Baseline: 8.5 minutes to process One Billion Rows
Felipe started with the simplest approach: read each line one by one, extract the values, and update a hash map per station. The script ran in 8.5 minutes on a high-end MacBook Pro M2 Max with 64GB RAM.
Respectable for a scripting language — but nowhere near the Java benchmark.
Iterative optimizations: Lua Style
Felipe didn’t stop there. With each iteration, he applied smart changes and squeezed more speed from Lua:
🔁 Version 2: Load entire file into RAM
Instead of reading line by line, the program now read the entire 13GB file into memory first.

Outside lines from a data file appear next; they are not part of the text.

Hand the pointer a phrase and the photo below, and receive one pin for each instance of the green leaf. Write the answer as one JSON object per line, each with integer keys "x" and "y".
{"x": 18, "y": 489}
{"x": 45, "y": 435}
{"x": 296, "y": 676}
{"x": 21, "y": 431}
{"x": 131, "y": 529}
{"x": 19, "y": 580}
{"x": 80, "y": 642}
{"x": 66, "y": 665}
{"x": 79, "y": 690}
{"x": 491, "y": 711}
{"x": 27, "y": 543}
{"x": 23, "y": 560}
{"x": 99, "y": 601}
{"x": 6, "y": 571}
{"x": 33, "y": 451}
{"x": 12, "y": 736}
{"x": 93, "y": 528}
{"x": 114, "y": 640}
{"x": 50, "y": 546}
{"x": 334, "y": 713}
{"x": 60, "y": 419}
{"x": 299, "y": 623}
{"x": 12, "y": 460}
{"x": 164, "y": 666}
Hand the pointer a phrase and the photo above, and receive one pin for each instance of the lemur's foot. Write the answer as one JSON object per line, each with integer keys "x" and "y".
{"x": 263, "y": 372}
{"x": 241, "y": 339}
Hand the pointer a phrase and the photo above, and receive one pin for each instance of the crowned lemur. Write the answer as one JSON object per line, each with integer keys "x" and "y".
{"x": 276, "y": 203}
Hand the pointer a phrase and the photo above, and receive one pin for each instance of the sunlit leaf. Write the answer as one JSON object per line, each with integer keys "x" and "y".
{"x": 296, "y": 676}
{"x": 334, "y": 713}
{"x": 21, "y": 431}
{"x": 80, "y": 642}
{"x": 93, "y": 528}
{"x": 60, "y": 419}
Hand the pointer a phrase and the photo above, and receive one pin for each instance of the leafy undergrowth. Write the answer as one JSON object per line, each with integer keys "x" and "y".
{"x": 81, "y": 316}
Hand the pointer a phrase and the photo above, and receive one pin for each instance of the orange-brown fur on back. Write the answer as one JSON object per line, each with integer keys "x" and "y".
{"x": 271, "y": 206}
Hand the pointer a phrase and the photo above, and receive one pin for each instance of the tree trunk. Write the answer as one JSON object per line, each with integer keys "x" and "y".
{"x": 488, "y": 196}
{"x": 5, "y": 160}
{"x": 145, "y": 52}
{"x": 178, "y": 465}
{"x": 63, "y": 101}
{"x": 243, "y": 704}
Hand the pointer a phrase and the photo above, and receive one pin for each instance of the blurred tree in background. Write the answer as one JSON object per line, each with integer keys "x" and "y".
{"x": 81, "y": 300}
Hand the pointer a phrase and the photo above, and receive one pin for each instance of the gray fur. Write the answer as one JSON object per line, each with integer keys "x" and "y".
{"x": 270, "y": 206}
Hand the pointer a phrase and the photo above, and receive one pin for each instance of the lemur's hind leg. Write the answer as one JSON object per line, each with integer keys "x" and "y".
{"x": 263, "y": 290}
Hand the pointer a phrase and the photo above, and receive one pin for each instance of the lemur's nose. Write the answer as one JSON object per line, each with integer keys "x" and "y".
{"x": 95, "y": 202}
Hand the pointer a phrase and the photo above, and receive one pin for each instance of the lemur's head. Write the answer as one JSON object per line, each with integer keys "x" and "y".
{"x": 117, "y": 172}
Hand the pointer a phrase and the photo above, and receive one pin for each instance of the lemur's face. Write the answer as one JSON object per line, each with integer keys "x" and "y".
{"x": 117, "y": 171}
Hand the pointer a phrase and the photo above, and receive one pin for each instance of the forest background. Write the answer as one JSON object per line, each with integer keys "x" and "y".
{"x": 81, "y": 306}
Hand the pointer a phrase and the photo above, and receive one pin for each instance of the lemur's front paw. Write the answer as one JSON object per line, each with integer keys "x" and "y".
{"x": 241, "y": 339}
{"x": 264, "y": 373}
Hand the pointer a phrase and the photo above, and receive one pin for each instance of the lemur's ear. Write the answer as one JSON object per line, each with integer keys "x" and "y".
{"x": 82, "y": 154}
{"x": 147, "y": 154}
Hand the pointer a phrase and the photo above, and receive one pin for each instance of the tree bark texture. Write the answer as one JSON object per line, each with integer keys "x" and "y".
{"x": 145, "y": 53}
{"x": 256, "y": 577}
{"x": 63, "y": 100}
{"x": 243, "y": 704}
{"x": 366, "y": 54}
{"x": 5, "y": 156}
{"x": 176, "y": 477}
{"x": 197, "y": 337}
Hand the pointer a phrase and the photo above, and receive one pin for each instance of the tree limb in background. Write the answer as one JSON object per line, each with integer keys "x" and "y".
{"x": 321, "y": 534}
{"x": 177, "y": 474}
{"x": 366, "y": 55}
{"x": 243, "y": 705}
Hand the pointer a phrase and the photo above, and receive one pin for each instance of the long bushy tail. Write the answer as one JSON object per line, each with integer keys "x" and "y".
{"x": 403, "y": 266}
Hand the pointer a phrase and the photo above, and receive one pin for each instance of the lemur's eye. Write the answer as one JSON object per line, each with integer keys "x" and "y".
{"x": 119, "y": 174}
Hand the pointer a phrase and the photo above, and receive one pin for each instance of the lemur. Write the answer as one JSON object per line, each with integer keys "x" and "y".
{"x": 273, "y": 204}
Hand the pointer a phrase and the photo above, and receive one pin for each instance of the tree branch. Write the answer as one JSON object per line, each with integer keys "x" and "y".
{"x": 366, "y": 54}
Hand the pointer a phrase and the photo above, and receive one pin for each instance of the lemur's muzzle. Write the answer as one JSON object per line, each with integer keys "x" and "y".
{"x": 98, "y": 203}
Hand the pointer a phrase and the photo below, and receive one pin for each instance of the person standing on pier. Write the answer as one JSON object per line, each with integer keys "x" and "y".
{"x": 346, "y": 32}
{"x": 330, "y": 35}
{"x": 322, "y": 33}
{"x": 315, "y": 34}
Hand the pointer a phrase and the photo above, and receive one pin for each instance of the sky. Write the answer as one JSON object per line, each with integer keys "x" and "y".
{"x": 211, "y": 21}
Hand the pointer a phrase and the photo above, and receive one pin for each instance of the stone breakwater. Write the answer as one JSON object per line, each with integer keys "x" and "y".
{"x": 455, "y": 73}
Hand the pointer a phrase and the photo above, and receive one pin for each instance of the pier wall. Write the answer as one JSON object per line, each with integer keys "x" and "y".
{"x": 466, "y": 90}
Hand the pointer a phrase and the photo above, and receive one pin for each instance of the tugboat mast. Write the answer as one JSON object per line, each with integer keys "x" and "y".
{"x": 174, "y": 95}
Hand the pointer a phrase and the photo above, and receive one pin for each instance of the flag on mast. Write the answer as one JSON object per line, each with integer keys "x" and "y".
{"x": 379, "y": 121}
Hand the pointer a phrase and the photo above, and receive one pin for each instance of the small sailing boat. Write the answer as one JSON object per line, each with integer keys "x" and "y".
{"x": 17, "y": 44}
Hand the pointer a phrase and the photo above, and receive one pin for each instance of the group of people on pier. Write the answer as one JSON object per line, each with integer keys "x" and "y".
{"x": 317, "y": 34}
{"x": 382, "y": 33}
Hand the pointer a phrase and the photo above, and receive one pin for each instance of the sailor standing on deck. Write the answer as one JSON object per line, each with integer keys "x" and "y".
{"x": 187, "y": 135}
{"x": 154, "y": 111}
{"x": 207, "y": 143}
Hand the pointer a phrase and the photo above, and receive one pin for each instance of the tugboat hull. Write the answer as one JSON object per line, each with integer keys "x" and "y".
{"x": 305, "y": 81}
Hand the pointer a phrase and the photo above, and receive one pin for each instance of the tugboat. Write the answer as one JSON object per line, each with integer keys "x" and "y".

Improvement: Processing time dropped to 6 minutes.
⚙️ Version 3: Skip hash calculations
By eliminating billions of unnecessary hash operations for just a few station names, Lua shaved time dramatically.
Improvement: Decreased by only 10 seconds.
🚀 Version 4: LuaJIT… sort of
He tried LuaJIT, Lua’s Just-In-Time compiler. It didn’t work due to memory limits (4GB RAM max), so Felipe moved to multi-processing instead: one Lua process per CPU core.
Result: Still reading line by line, this dropped the time to 45 seconds.
🔍 Version 5 — Efficient Multi-Process Design
Each process was optimized to read a slice of the file and aggregate results in parallel.
Result: Further improved to 30 seconds.
Advanced tricks that pushed Lua to the limit
🧠 Preallocate hash tables
Avoiding costly dynamic memory resizing by pre-sizing hash maps (with max 10,000 stations) gave another boost.
New time: 30 seconds → 20 seconds.
🔢 Parse numbers as integers
Instead of floating-point math, Felipe parsed temperatures as integers (e.g. 19.7°C becomes 197), speeding up calculations significantly.
New time: 6.5 seconds.
🧵 Overloading CPU cores
By running more processes than CPU cores, Lua kept the CPU busy during coordination time. He also disabled garbage collection and used FFI (foreign function interface) for lightweight C-based number parsing.
Final time: 2.8 seconds — a 98% reduction from the original version.
Lessons learned
Felipe's journey wasn’t just about chasing performance. It revealed powerful lessons about:
Hardware-awareness: Understanding memory, disk I/O, and CPU usage can unlock massive improvements.
Simplicity in tooling: Lua might be tiny, but with the right design, it delivers serious power.
Iterative thinking: Felipe treated each version as an experiment. Measure, tweak, repeat.
Community collaboration: Inspired by the Java community, he borrowed ideas and adapted them to Lua’s constraints.